A Senate panel on Thursday advanced legislation, strongly supported by NJBIA, that would bring greater transparency in civil liability litigation by requiring disclosure to all parties if a private equity firm or hedge fund is paying a plaintiff’s lawyers to sue a New Jersey business.
NJBIA Chief Government Affairs Officer Christopher Emigholz told the Senate Commerce Committee the bill didn’t prevent third-party litigation funding, but it addresses a trend where private equity firms use the civil justice system as an investment vehicle by funding numerous lawsuits brought by unrelated parties in exchange for a share of the plaintiff’s monetary award.
Without transparency, third-party funded litigation prevents the proper evaluation of potential conflicts of interest by obscuring who is behind the litigation. It also creates an environment that ties up defendants and courts in prolonged and costly legal battles.
“I’m here to make sure you know that this bill is important to the entire business community,” Emigholz said. “NJBIA represents thousands of businesses, small and large throughout the state, and we hear from them that New Jersey is too expensive. We hear from them that there’s too many regulations and it’s not easy to do business here. We also hear from them that our legal costs are excessive and it’s a problem for New Jersey’s business climate.”
Emigholz noted that the bill is a particular priority for the manufacturing sector.

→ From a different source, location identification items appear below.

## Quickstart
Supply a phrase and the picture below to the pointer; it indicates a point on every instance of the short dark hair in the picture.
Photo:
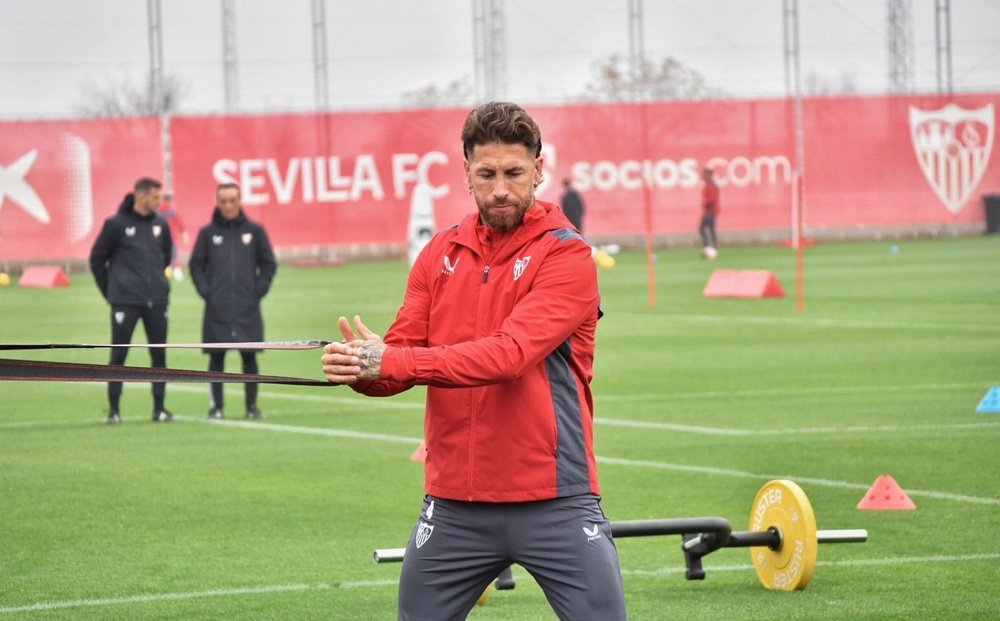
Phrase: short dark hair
(503, 122)
(145, 184)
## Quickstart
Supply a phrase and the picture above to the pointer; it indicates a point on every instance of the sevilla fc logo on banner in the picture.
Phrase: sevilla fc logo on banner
(953, 146)
(64, 199)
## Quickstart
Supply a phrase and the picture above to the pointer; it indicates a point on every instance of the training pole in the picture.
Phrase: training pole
(647, 211)
(798, 177)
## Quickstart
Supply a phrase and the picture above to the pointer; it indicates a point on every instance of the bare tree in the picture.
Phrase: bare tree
(667, 79)
(455, 93)
(123, 98)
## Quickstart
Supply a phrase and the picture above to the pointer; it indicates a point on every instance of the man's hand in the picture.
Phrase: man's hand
(358, 356)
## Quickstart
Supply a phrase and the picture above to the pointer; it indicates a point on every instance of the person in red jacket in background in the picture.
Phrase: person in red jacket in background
(709, 213)
(498, 321)
(179, 233)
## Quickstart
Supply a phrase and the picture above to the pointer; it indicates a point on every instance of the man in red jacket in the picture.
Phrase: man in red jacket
(498, 320)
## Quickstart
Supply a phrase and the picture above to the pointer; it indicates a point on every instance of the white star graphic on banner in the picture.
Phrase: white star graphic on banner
(14, 187)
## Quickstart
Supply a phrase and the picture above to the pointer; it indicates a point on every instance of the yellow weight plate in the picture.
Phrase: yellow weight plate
(782, 504)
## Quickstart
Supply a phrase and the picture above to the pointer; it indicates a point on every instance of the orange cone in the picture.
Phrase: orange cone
(886, 495)
(421, 453)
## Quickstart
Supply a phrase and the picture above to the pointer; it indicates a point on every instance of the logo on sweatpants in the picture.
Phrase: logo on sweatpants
(424, 532)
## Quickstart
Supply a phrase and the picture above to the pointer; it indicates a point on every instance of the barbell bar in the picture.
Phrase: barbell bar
(783, 538)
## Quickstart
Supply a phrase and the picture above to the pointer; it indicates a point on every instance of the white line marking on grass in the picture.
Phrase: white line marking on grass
(791, 431)
(794, 392)
(839, 323)
(901, 560)
(367, 583)
(359, 402)
(741, 474)
(614, 461)
(160, 597)
(279, 588)
(318, 431)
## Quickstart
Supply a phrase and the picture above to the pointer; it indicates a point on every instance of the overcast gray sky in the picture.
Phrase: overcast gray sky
(51, 49)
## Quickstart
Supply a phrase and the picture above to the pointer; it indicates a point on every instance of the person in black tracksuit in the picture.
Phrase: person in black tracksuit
(128, 260)
(232, 266)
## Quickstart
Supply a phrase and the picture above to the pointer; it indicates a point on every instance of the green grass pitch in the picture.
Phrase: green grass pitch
(699, 402)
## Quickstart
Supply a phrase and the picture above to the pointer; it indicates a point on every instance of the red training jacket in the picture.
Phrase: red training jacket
(501, 327)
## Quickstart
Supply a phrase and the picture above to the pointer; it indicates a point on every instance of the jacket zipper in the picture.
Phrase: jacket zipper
(472, 425)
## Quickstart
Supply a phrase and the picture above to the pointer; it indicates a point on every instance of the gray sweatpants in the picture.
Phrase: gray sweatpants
(457, 548)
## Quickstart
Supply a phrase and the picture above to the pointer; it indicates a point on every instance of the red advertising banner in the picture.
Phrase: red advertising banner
(343, 179)
(335, 179)
(59, 180)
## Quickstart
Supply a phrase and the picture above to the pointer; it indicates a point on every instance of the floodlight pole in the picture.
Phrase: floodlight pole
(942, 36)
(791, 30)
(230, 67)
(637, 61)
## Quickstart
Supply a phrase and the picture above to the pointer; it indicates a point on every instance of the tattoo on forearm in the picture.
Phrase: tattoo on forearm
(370, 359)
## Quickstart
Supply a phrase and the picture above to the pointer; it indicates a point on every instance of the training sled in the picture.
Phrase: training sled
(783, 538)
(43, 277)
(743, 284)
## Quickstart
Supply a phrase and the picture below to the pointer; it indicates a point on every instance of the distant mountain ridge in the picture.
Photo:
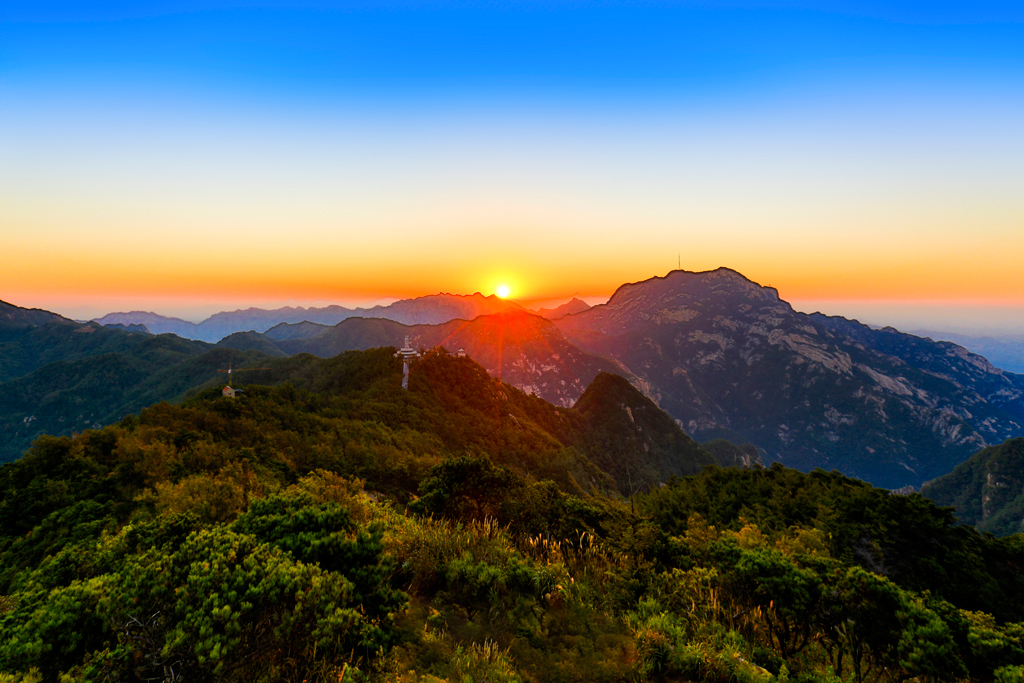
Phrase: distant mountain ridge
(523, 349)
(726, 356)
(431, 309)
(1005, 352)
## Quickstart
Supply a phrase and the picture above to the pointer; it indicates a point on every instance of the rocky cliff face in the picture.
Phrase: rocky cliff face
(727, 357)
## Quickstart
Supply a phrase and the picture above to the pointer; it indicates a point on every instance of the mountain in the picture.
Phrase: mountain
(32, 339)
(60, 377)
(726, 357)
(431, 309)
(11, 314)
(68, 396)
(154, 323)
(630, 437)
(337, 527)
(987, 489)
(1005, 352)
(567, 308)
(524, 350)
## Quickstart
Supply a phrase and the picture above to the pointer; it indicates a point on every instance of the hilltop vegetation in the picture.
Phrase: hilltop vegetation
(335, 527)
(987, 489)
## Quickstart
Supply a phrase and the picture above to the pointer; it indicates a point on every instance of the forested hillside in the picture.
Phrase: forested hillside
(335, 527)
(987, 489)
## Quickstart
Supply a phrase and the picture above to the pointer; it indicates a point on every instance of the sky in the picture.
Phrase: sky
(862, 158)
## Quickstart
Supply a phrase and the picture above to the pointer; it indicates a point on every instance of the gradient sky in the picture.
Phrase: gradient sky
(188, 157)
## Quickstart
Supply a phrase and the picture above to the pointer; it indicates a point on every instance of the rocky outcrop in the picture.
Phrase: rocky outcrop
(728, 357)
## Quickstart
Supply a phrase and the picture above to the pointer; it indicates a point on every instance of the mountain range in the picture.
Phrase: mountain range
(987, 489)
(728, 358)
(722, 355)
(431, 309)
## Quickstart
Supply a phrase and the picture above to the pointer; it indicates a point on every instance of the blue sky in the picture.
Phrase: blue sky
(850, 151)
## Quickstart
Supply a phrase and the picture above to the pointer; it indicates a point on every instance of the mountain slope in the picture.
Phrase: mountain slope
(33, 338)
(727, 357)
(987, 489)
(568, 308)
(69, 396)
(432, 309)
(524, 350)
(632, 438)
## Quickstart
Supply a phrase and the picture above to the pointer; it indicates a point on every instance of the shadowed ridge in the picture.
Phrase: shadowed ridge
(987, 489)
(632, 438)
(18, 315)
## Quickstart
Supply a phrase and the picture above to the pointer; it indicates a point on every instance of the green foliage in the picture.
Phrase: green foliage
(340, 528)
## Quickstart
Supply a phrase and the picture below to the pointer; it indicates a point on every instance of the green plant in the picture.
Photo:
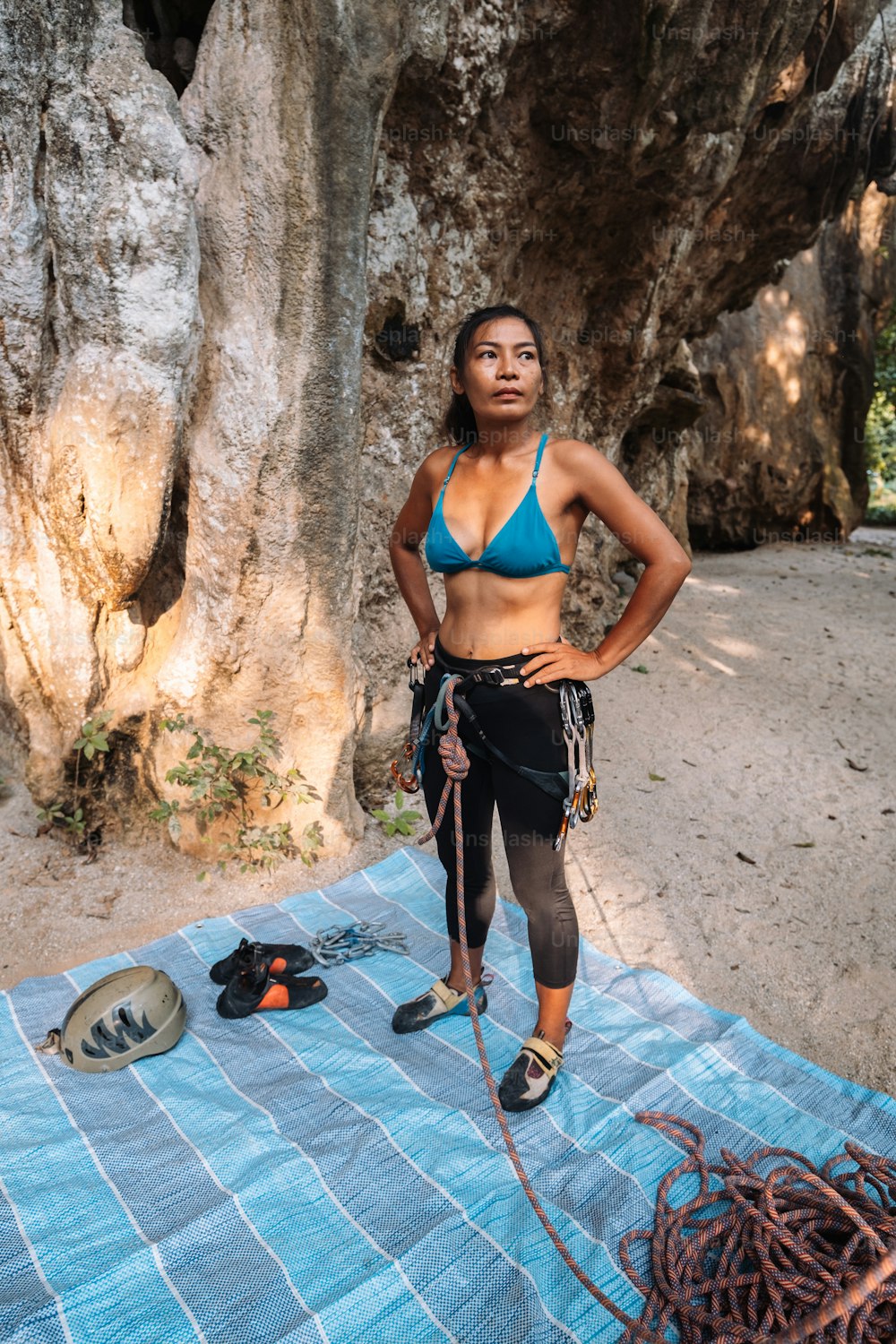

“We want more things made in New Jersey, invented in New Jersey and researched and developed in New Jersey,” Emigholz said. “And the people that make those things might have potential liabilities and so transparency (about third-party funded litigation) will make it better for companies that want to invest here and create jobs here.”
The bill, S-4374, sponsored by Sen. John McKeon (D-27) and Sen. Joseph Lagana (D-38), was released with four affirmative votes and one abstention.